USEPA / EPATADA

This R package can be used to compile and evaluate Water Quality Portal (WQP) data for samples collected from surface water monitoring sites on streams and lakes. It can be used to create applications that support water quality programs and help states, tribes, and other stakeholders efficiently analyze the data.
https://usepa.github.io/EPATADA/
Creative Commons Zero v1.0 Universal
39 stars 18 forks source link

Replicate QC flag #393

Open cristinamullin opened 7 months ago

cristinamullin commented 7 months ago

Is your feature request related to a problem? Please describe.

Users of TADA have noted that it would be useful to incorporate replicate field samples into water quality data analysis by flagging routine field sample measurements whose associated replicate field sample measurements are outside of a user-defined window of precision (relative percent difference or absolute difference). A two-stage data-quality-indicator, where low values should be within the absolute difference limit and high values within the Relative Percent Difference (RPD) limit, may be appropriate. RPD is the calculated difference (RPD) between the routine sample result and its associated replicate sample result. For example, if the RPD/CV exceeds 20% some water quality, analysts consider that to be a potentially concerning lack of precision, especially for non-particulate analytes. However, depending on the characteristic being analyzed and the sampling method, acceptable RPDs can vary widely. Therefore, it is best for the user to define their own level of RPD acceptability. In addition, a tiered approach may be more appropriate, where the widely used 20% RPD for measurements can be used for results above XX-times the detection limit, but also an absolute difference approach can be used for those result-values near the detection limit, or lower than the detection limit (e.g., phosphorus). An absolute difference approach is more appropriate when implementing RPD for samples close to the detection limit, as even small absolute differences might show up as large relative percent differences that "fail" the 20% RPD test.

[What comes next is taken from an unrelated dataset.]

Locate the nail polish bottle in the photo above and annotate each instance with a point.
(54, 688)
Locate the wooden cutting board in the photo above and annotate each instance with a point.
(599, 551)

For example, when nutrient concentrations are close to detection limit, it becomes impossible to have a low RPD. In this scenario, high RPD's are acceptable because if you stand back and look at ALL the data, and not just the replicates, these data may be agreeing perfectly well that nutrients are very low. DO NOT throw out data if RPD is >20%, unless you have good reason, or you will potentially bias your data toward high concentrations. QA procedures should not bias statistical analyses of the data. Note that a modest error in a measurement will have a much smaller effect than implementing a QA process that builds in bias.

Describe the solution you'd like

Write new function to flag paired replicates using a tiered approach, where the widely used 20% RPD for measurements can be used for results above XX-times the detection limit, but also an absolute difference approach can be used for those result-values near the detection limit, or lower than the detection limit (e.g., phosphorus). An absolute difference approach is more appropriate when implementing RPD for samples close to the detection limit, as even small absolute differences might show up as large relative percent differences that "fail" the 20% RPD test.

Additional context

What are replicate samples and how are they used in water analyses?

Replicate field samples are samples taken to assess the reproducibility of the sampling technique or analytical method. They are independently carried through all the steps of the sampling and measurement process in an identical manner to their associated routine field sample and used to measure the precision of the total sampling method.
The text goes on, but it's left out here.